Guren (紅蓮) is a Japanese word meaning "crimson-colored lotus" commonly encountered in the West when used in an artistic connotation. In Japan, Guren (紅蓮) is "crimson-colored (紅) lotus flower (蓮の花)". It is compared to the color of a flame of a burning fire. In Buddhist terminology, Guren is also an abbreviation for Guren Jigoku (紅蓮地獄), which is the seventh of The Eight Cold Hells. Those who fell here after death, it is said that the skin is torn due to severe cold, and the blood looks like a crimson-colored lotus flower. The 10th century  may have had a water jar of Guren in its right hand.

Derivation 

 Guren no idohori (紅蓮の井戸掘り): to dig well in Guren Jigoku (紅蓮地獄). This phrase means too much pain, distress, or example of suffering caused by the severe cold.

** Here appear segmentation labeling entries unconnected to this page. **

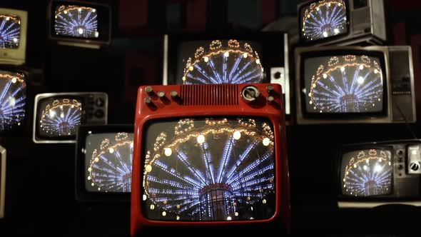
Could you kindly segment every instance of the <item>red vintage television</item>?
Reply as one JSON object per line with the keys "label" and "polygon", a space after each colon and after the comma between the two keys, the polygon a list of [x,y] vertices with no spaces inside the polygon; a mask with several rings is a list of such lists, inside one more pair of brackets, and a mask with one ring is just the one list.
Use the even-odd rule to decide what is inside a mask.
{"label": "red vintage television", "polygon": [[131,235],[157,227],[289,232],[281,91],[270,84],[141,86]]}

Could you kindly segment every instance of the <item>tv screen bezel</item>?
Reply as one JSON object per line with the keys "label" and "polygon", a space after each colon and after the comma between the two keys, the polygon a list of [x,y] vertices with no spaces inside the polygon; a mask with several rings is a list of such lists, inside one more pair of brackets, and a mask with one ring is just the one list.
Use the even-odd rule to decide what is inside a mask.
{"label": "tv screen bezel", "polygon": [[29,84],[30,83],[29,79],[29,72],[28,71],[24,70],[23,69],[11,66],[4,66],[0,65],[0,71],[9,71],[11,73],[19,73],[23,74],[25,76],[25,83],[26,84],[26,87],[25,88],[25,106],[24,109],[25,110],[25,116],[24,119],[21,121],[20,126],[14,126],[11,130],[4,130],[0,131],[0,136],[21,136],[22,133],[26,130],[27,121],[29,121],[28,117],[29,116],[29,101],[28,97],[28,91],[30,87],[28,86]]}
{"label": "tv screen bezel", "polygon": [[[316,48],[317,49],[317,48]],[[343,53],[343,52],[346,53]],[[367,113],[309,113],[307,111],[307,106],[306,106],[306,99],[305,95],[302,93],[302,90],[305,89],[305,64],[304,62],[305,59],[309,58],[315,58],[315,57],[321,57],[321,56],[343,56],[347,54],[353,54],[356,56],[362,56],[362,55],[367,55],[367,56],[375,56],[377,57],[380,61],[380,66],[382,68],[382,75],[383,79],[383,98],[382,98],[382,110],[378,112],[367,112]],[[300,81],[298,82],[298,86],[299,86],[298,90],[300,91],[300,94],[297,95],[297,96],[300,96],[300,106],[301,106],[301,113],[303,118],[318,118],[318,119],[325,119],[327,121],[329,120],[338,120],[338,119],[343,119],[348,120],[348,119],[355,119],[355,118],[369,118],[372,117],[382,117],[386,118],[389,114],[389,100],[391,98],[389,97],[388,94],[388,83],[389,80],[387,78],[388,75],[388,64],[386,64],[386,56],[385,55],[385,52],[380,50],[366,50],[364,49],[347,49],[346,47],[344,48],[338,48],[337,49],[333,49],[330,48],[330,49],[327,50],[313,50],[313,51],[303,51],[300,53],[300,69],[299,69],[299,77]]]}
{"label": "tv screen bezel", "polygon": [[[371,196],[352,196],[349,195],[345,195],[343,193],[343,183],[342,183],[342,167],[343,164],[343,155],[348,152],[352,151],[358,151],[362,150],[370,150],[370,149],[382,149],[382,150],[387,150],[390,151],[391,154],[391,161],[392,161],[392,176],[391,176],[391,184],[390,184],[390,193],[388,194],[380,194],[380,195],[375,195]],[[349,146],[343,146],[340,151],[339,152],[339,156],[338,159],[338,197],[343,201],[387,201],[387,198],[390,198],[390,196],[392,196],[395,194],[395,153],[394,153],[394,148],[392,144],[388,143],[365,143],[361,145],[352,145]],[[346,166],[346,164],[345,164]]]}
{"label": "tv screen bezel", "polygon": [[[213,115],[192,115],[192,116],[179,116],[179,115],[166,115],[165,116],[161,116],[161,117],[158,117],[158,118],[148,118],[148,119],[146,119],[143,123],[142,123],[142,129],[141,129],[141,135],[140,136],[140,137],[141,138],[141,141],[140,141],[140,143],[141,143],[141,146],[142,146],[142,149],[140,151],[140,153],[141,154],[141,157],[140,158],[137,158],[138,159],[140,160],[140,163],[141,163],[141,174],[144,173],[145,171],[145,159],[143,158],[143,157],[145,156],[145,154],[147,151],[147,147],[148,146],[146,146],[146,138],[147,137],[147,136],[145,136],[145,133],[147,132],[148,130],[148,127],[153,123],[157,121],[176,121],[179,119],[183,119],[183,118],[203,118],[204,120],[204,118],[238,118],[238,117],[245,117],[246,118],[255,118],[255,119],[263,119],[264,121],[268,121],[270,122],[271,123],[271,128],[273,129],[273,133],[275,135],[274,138],[275,138],[275,141],[274,141],[274,146],[273,146],[273,148],[274,148],[274,152],[273,152],[273,163],[274,163],[274,175],[275,175],[275,178],[274,178],[274,181],[275,181],[275,185],[274,185],[274,192],[275,192],[275,195],[274,195],[274,199],[275,199],[275,205],[273,206],[273,214],[265,219],[258,219],[258,220],[238,220],[238,221],[223,221],[223,220],[217,220],[217,221],[198,221],[198,220],[195,220],[195,221],[176,221],[176,220],[159,220],[159,219],[150,219],[148,218],[148,216],[146,216],[146,215],[145,215],[145,206],[144,206],[144,201],[141,201],[141,203],[139,203],[139,206],[140,208],[138,210],[139,213],[141,215],[141,216],[142,217],[142,218],[144,218],[146,220],[147,220],[146,221],[149,222],[149,223],[163,223],[165,225],[172,225],[173,223],[181,223],[183,224],[193,224],[193,225],[207,225],[208,223],[211,223],[212,225],[218,225],[220,224],[221,223],[223,223],[223,224],[226,225],[226,224],[251,224],[251,223],[265,223],[265,222],[269,222],[269,221],[272,221],[273,220],[274,220],[276,218],[278,218],[280,216],[281,216],[281,214],[280,213],[278,213],[277,211],[277,210],[280,209],[280,206],[281,203],[280,203],[279,201],[279,198],[280,198],[280,196],[282,196],[282,193],[278,193],[277,192],[277,191],[278,191],[278,188],[280,183],[278,183],[279,182],[282,183],[281,181],[281,176],[282,174],[280,173],[280,170],[279,169],[278,166],[280,165],[283,164],[283,162],[281,161],[282,157],[277,157],[276,155],[277,153],[280,153],[280,156],[282,156],[282,151],[277,151],[277,150],[282,150],[282,145],[277,145],[279,143],[279,142],[277,142],[277,140],[281,140],[281,138],[279,136],[276,136],[276,132],[275,132],[275,123],[274,121],[273,121],[271,119],[271,116],[263,116],[262,114],[241,114],[241,113],[239,113],[238,115],[232,115],[232,114],[228,114],[228,115],[223,115],[223,114],[213,114]],[[136,139],[136,137],[135,137]],[[280,147],[278,146],[280,146]],[[134,155],[133,155],[134,156]],[[133,159],[135,158],[135,157],[133,156]],[[278,173],[278,171],[280,171],[279,173]],[[141,176],[141,183],[143,183],[144,182],[143,180],[143,175]],[[133,188],[132,188],[133,190]],[[139,194],[141,196],[142,196],[143,195],[145,194],[145,191],[144,191],[144,188],[143,186],[141,186],[140,188],[140,192]],[[278,205],[279,204],[279,205]]]}
{"label": "tv screen bezel", "polygon": [[[100,33],[100,36],[103,35],[103,38],[83,38],[83,37],[74,37],[70,36],[61,36],[55,34],[55,12],[56,8],[58,5],[77,5],[81,6],[88,6],[95,8],[98,10],[98,8],[102,8],[101,11],[106,12],[108,11],[108,31],[106,29],[106,31],[104,31],[103,34]],[[100,12],[98,11],[98,12]],[[111,6],[110,5],[103,4],[103,3],[97,3],[93,1],[69,1],[69,0],[50,0],[49,3],[49,8],[48,8],[48,19],[49,19],[49,36],[51,40],[54,40],[59,42],[65,41],[69,42],[69,44],[73,43],[75,45],[78,45],[78,44],[82,44],[85,45],[91,45],[91,46],[102,46],[102,45],[109,45],[111,42],[111,32],[112,32],[112,13],[111,13]],[[100,24],[101,20],[98,21],[98,31],[101,30],[102,25],[105,24],[103,24],[102,25]],[[105,22],[105,21],[104,21]]]}
{"label": "tv screen bezel", "polygon": [[[91,133],[89,133],[91,132]],[[91,192],[86,189],[86,136],[90,134],[104,133],[133,133],[134,136],[134,124],[109,124],[109,125],[81,125],[76,133],[75,156],[75,196],[80,202],[128,202],[131,192],[105,193]]]}
{"label": "tv screen bezel", "polygon": [[[260,31],[253,32],[211,32],[206,34],[200,33],[173,33],[164,36],[164,56],[163,56],[163,85],[175,85],[177,84],[177,61],[178,61],[178,48],[181,42],[185,41],[212,41],[215,39],[229,40],[236,39],[239,41],[254,41],[261,44],[261,52],[259,54],[259,57],[262,61],[262,64],[264,68],[265,78],[260,83],[270,83],[270,68],[276,66],[282,66],[283,68],[288,67],[285,65],[285,62],[288,59],[285,59],[285,42],[284,34],[288,32],[284,31]],[[166,42],[166,41],[167,41]],[[270,45],[275,44],[280,47],[279,54],[272,53],[274,51],[271,50],[273,48],[266,46],[267,50],[265,51],[265,43],[270,42]],[[283,44],[276,44],[277,42],[282,42]],[[286,47],[288,47],[287,45]],[[273,54],[273,58],[276,57],[276,62],[275,60],[268,60],[267,56],[265,56],[264,52],[268,54],[268,52]],[[192,55],[192,57],[194,55]],[[279,62],[279,63],[278,63]],[[289,69],[289,67],[288,67]],[[285,70],[289,71],[289,70]],[[171,76],[172,75],[172,76]],[[289,76],[285,75],[285,80],[289,80]]]}
{"label": "tv screen bezel", "polygon": [[351,24],[352,24],[352,21],[350,19],[350,3],[349,1],[352,1],[352,0],[344,0],[345,4],[345,8],[346,8],[346,16],[347,16],[347,32],[346,33],[343,33],[343,34],[337,34],[335,36],[332,36],[330,37],[327,37],[327,38],[322,38],[322,39],[316,39],[316,40],[313,40],[313,41],[306,41],[305,39],[303,37],[303,19],[301,18],[301,12],[303,11],[303,9],[304,8],[305,8],[306,6],[309,6],[310,5],[311,5],[313,3],[315,3],[315,2],[318,2],[320,1],[320,0],[310,0],[310,1],[308,1],[305,2],[303,2],[299,5],[298,5],[298,26],[299,26],[299,41],[300,44],[302,44],[303,46],[310,46],[310,45],[314,45],[314,44],[321,44],[321,43],[325,43],[325,42],[329,42],[330,41],[336,41],[339,39],[341,38],[347,38],[349,36],[350,36],[352,34],[351,30],[352,30],[352,27],[351,27]]}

 Guren no yumiya  (紅蓮の弓矢, English: crimson-colored bow and arrow): This phrase is not accurate Japanese, precisely, there is no Japanese dictionary that explains this word. But from the meaning of Guren or Guren Jigoku, it seems that this phrase simply means 'bow and arrow with blood of shooter'. In other word, this word is creating an intention to counterattack despite any suffering or sacrifice.
 Guren no ～ ：This means 『～　of Guren 』 or 『Guren's～』. This phrase is used in many fields in Japan's subculture, lyrics, game, team name of Bōsōzoku (暴走族), anime, etc. But in formal occasions, the usage of this phrase is almost none.